Mon père est mort, une page se tourne entièrement.

Mon père est mort et une page se tourne définitivement sur cette partie de ma vie qui n’est pas des plus rose.
Je ne suis pas triste, je suis même soulagée.
Je suis désormais sûre de ne plus recevoir de courrier ravivant de douloureux souvenirs, sûre de ne plus être embêter.
Je ne suis pas insensible ou égoïste, je ne suis pas heureuse d’apprendre la mort de quelqu’un… mais mon vécu fait que je ne peux pas être triste.

Je suis profondément soulagée.

Je pourrai répondre désormais à mes filles que cette personne est morte. Une réponse simple quand elles me posent des question de savoir qui est mon père.
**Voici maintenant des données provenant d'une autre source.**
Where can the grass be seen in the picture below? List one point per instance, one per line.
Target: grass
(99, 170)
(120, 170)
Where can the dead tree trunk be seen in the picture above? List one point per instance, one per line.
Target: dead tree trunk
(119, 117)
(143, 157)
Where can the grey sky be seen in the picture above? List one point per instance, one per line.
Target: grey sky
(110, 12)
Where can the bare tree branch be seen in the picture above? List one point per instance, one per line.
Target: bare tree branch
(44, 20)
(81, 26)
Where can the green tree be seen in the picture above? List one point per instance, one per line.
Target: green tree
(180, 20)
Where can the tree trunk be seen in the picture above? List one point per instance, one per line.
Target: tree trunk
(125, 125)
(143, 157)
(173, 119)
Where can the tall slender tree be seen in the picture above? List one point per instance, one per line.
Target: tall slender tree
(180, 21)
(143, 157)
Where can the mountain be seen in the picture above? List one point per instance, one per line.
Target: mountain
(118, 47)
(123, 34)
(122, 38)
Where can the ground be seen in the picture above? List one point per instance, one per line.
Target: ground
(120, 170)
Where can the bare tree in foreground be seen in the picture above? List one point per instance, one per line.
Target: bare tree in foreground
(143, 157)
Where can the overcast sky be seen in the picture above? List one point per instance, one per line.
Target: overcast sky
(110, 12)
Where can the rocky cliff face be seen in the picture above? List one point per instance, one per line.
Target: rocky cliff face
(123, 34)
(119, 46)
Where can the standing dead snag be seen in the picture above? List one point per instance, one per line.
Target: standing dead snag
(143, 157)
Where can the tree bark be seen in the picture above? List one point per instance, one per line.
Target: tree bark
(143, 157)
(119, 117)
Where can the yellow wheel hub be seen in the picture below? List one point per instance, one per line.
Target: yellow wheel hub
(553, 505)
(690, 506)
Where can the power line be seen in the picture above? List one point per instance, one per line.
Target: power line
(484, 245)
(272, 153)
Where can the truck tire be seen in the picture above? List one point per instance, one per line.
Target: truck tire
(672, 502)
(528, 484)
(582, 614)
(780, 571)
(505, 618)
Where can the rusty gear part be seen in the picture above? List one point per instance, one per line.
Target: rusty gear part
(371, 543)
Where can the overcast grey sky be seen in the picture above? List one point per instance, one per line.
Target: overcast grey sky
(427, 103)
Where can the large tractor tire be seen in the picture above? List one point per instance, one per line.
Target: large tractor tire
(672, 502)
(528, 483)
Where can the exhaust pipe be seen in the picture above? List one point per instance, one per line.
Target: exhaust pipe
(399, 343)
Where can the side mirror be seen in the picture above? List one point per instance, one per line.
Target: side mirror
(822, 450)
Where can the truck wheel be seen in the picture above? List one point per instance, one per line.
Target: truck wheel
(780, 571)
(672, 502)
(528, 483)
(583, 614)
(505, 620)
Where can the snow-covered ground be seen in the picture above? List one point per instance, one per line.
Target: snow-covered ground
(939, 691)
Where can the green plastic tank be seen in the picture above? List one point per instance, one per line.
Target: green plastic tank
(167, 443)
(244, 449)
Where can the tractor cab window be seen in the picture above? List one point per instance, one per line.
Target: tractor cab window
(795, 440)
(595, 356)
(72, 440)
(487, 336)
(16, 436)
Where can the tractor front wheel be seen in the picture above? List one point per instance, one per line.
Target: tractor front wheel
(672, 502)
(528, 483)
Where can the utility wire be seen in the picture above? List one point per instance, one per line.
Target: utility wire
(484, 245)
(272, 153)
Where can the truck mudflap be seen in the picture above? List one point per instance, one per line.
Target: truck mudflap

Car mon père, mon père biologique a terni grandement mon enfance.
C’était une personne alcoolique que les services sociaux et la justice m’obligeait à fréquenter.
Une personne qui empestait l’alcool à plein nez, qui a fait qu’aujourd’hui même, je ne supporte pas le bruit du verre qui se casse dans le container.
C’était une personne qui pouvait ne pas me nourrir. Me secouer comme un prunier car son alcool passait en premier.
J’en ai eu fait des cauchemars, de soirées à pleurer, à être stressé et à angoisser.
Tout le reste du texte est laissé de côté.